The Geometer Lobachevsky by Adrian Duncan review – an atmospheric tableau

This tale of a Soviet mathematician working in rural 50s Ireland is bogged down by a lack of narrative impetus

For anyone who’s ever bemoaned the parochialism of contemporary literary fiction – its preponderance of writer protagonists, thinking and doing the things that writers think and do – here is a corrective: a novel about the mechanised harvesting of peat in 1950s Ireland, told from the perspective of a mathematician. Its eponymous narrator is a Russian emigre hired by Bord na Móna, an Irish state-owned company based in Kildare, to help measure swathes of land set for drainage. After weeks spent tracing vast triangles across bogs, swamps and pastures, he receives an ominous letter summoning him back to the USSR; unnerved, he decamps to a small island on the Shannon estuary in order to lie low.

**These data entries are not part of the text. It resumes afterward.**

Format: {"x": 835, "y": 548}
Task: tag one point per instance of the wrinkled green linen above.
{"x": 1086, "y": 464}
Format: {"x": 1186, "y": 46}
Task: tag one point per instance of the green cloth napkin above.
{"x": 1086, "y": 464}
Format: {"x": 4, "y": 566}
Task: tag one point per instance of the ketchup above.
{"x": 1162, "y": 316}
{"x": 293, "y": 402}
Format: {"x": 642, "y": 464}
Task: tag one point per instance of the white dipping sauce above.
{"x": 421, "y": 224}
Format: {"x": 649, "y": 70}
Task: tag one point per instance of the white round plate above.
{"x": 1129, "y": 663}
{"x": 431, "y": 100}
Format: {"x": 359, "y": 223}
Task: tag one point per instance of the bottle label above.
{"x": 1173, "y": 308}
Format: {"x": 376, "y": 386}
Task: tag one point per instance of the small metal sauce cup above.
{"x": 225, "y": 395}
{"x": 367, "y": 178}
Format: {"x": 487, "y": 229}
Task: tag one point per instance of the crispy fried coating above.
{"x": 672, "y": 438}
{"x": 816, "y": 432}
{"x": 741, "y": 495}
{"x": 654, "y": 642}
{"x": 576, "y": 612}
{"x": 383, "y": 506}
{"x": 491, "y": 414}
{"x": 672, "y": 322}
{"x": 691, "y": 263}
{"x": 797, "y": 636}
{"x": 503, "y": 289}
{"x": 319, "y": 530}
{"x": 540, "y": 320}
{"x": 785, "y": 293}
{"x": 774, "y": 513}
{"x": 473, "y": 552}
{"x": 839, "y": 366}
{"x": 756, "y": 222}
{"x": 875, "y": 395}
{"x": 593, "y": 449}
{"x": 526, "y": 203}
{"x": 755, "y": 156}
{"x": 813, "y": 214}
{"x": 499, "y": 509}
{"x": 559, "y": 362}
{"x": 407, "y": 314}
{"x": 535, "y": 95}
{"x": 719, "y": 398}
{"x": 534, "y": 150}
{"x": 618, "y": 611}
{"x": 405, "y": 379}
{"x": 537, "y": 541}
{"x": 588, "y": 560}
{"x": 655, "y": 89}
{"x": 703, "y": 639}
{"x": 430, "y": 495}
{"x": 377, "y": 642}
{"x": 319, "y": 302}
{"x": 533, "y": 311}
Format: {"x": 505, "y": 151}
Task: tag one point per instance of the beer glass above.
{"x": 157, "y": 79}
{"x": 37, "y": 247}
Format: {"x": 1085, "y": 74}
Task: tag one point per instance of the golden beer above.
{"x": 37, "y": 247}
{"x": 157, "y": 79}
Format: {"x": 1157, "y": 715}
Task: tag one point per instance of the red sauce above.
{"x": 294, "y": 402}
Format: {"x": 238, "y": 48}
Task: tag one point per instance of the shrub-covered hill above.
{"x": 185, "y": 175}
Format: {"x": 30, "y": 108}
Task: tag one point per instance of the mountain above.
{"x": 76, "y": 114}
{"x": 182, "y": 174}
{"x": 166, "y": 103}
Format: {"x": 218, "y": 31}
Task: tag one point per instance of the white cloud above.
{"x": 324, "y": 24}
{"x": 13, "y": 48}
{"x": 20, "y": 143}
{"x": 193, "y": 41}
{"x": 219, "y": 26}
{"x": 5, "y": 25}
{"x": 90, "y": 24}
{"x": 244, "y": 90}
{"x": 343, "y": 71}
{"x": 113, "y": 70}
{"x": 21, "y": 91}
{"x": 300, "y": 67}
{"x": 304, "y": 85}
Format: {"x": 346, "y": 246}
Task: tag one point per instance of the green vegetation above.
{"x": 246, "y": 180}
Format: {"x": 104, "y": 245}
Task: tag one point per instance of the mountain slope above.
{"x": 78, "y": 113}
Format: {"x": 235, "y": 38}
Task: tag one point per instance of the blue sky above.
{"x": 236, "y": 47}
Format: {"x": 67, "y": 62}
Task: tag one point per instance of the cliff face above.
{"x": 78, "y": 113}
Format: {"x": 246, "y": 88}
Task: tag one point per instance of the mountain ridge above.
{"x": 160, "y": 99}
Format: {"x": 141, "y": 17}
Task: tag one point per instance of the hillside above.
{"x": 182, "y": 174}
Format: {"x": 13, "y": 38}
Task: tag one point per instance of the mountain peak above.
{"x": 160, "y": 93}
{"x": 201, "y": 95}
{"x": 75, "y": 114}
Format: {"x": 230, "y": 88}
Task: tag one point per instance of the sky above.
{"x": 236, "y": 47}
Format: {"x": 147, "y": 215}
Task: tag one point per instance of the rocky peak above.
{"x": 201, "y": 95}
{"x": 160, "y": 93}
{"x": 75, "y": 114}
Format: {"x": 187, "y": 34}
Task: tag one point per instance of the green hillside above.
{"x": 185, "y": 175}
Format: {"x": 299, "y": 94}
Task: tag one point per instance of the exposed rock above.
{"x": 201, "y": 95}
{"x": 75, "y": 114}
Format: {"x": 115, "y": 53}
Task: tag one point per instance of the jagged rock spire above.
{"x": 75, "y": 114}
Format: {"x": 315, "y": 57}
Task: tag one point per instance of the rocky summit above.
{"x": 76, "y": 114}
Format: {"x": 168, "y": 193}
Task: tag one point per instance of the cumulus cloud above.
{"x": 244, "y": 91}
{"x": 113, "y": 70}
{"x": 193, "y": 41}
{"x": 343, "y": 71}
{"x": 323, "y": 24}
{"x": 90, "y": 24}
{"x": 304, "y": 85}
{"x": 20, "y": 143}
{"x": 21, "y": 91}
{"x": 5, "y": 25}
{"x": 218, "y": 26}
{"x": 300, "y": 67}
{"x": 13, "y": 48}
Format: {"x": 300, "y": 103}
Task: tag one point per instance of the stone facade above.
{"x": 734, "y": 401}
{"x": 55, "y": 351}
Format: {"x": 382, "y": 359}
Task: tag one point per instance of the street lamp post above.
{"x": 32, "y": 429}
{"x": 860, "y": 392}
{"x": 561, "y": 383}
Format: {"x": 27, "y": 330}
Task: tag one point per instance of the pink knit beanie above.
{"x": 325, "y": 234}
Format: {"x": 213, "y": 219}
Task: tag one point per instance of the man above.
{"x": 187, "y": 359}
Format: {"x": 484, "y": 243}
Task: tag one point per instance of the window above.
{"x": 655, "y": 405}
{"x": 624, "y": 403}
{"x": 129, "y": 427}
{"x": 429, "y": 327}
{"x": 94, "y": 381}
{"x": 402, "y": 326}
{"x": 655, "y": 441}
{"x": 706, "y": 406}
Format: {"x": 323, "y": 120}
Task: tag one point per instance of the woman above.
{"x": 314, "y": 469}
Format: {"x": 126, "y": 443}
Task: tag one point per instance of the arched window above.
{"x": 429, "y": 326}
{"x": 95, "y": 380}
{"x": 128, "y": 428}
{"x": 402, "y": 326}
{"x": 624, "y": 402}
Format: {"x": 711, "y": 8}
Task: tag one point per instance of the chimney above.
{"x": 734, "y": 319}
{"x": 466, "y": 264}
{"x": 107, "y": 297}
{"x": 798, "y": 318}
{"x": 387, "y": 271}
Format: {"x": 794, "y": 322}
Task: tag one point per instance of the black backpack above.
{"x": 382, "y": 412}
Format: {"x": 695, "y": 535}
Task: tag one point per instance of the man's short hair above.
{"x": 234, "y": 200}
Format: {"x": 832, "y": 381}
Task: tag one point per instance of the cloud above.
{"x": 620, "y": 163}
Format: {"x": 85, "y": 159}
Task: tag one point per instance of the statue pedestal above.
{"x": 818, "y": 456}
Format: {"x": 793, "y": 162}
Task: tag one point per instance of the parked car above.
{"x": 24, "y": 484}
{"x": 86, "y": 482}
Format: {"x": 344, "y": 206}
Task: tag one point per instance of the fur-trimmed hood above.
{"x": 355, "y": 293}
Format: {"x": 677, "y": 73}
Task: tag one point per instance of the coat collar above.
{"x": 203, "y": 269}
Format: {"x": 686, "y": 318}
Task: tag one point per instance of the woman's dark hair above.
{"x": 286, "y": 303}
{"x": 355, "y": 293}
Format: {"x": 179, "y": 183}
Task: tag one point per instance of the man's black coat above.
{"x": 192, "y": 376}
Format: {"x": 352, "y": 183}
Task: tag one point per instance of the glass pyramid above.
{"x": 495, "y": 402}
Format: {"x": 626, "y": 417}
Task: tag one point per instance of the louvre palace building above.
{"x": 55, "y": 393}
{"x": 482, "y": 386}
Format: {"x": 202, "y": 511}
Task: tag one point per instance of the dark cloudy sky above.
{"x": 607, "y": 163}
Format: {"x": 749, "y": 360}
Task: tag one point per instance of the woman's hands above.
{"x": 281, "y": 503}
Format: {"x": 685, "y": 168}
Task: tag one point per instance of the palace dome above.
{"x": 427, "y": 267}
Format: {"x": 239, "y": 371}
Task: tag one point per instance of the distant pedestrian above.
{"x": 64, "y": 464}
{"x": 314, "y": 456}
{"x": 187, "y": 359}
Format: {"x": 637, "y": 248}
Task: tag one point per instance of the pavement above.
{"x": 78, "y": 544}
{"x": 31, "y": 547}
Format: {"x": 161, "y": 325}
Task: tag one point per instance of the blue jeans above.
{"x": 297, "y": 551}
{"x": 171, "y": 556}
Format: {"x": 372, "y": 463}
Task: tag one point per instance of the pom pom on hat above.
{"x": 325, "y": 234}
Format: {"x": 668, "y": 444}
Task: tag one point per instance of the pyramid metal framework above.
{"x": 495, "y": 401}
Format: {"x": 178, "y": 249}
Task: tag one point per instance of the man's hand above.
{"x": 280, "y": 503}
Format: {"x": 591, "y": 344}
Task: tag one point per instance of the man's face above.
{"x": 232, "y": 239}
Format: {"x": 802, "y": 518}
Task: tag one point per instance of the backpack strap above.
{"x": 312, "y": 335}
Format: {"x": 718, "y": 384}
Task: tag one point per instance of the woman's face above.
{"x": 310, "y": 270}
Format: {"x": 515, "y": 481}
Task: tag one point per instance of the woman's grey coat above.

The Geometer Lobachevsky is light on plot but heavy on ambience. Adrian Duncan’s narrator registers a succession of sensory impressions with the bland officiousness of a surveyor’s report: the lowing of cows and lapping of waves; the comings and goings of gannets and gulls; downpours of varying intensity; sunlight glistening on jars of marmalade; “the quiet but busy rumble of carts, cars and tractors”. The narrative voice is almost compelling in its studied dullness. A typical sentence reads: “I walk towards the tripod to see, with the evening sun breaking through a row of poplars edging the field, what the visibility through the theodolite is like.” This monotone is intermittently thrown into relief by the lively, colloquial dialogue of various Irish characters.